Conflict is present in all organizations, at all levels, across team boundaries, in times of growth and during recessions.
A manager who hopes to eliminate conflict will instead drive it into break rooms and private email conversations, away from the environments in which it can enhance business efficiency.
Instead, encourage functional conflict through proactive management.
An organization is only truly Lean when everything that occurs within it–including interpersonal dynamics–is efficient and improving continuously.
Functional vs. Dysfunctional Conflict and Lean Management
Dysfunctional conflict is an enemy of efficiency. It is characterized by competing individual interests overriding the business’s overall interests. Managers withhold information from one another. Employees sabotage others’ work, either intentionally or through subtle, conflict-motivated disinterest in teamwork.
By contrast, functional conflict is a healthy and efficient process. Two or more employees disagree, each basing his or her viewpoint on his or her experiences and knowledge. All parties involved communicate directly and a solution is agreed upon, which is to the advantage of the company and advances business goals. Feelings may be hurt and egos may be damaged, but all involved understand the importance of a positive outcome.
Turning Dysfunctional Conflict Functional through Lean Thinking
If dysfunctional conflict plagues your workplace, you must act directly and immediately. You can use the same techniques that you would employ in resolving problems with a supplier relationship or interdepartmental workflows.
Consider sketching a value stream map showing how a product flows through individuals, rather than processes. Identify inefficiencies, such as a decision point where two managers must weigh in when only one opinion is genuinely needed. Note current known conflicts on your map. These roadblocks impede product flow substantially. Use your value stream map to help you see your way around these stopping points.
Next, bring all parties involved in the conflict to the table for an open, honest discussion. Treat the conversation as you would any other in which you must ask managers to find efficiencies and make personal sacrifices for the sake of continuous improvement. Challenge the conflicting parties each to brainstorm ways they can make their relationship more efficient and stop their conflicts from impeding the workflow of others or the progress of products.
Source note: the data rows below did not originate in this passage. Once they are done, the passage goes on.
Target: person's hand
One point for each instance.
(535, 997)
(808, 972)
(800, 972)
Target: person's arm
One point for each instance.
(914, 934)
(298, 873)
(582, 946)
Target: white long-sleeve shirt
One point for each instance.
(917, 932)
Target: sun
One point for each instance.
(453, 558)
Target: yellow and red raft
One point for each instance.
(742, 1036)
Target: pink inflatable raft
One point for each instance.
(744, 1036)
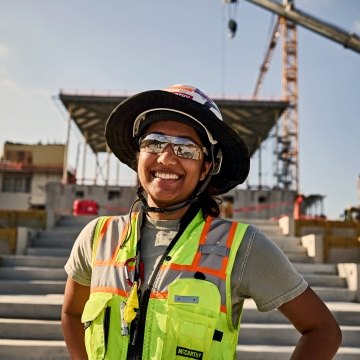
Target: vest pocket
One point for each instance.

Ask each person at the table to make a personal commitment to one change that will create functional, efficient conflict conversations. For example, if a middle manager creates dysfunctional conflict by authoring unkind emails, he or she should commit to having conflict conversations face-to-face only. Remind employees that you will hold them to their commitments and that you expect more efficient communication in the future.
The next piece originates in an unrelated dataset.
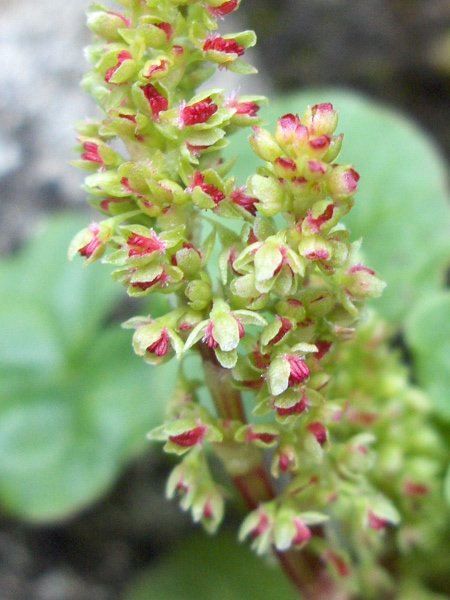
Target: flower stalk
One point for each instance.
(276, 321)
Continuously Improving Conflict Management
After rooting out dysfunctional conflicts in your organization, do not relax and ignore ongoing conflicts. Instead, reap the benefits of functional conflict through smart management. Encourage healthy disagreement in team meetings; it leads to suggestions that bolster organizational efficiencies. Apply the philosophy of kaizen to your current and future conflict management strategies. Improve both conflict conversations and their long term affects continuously.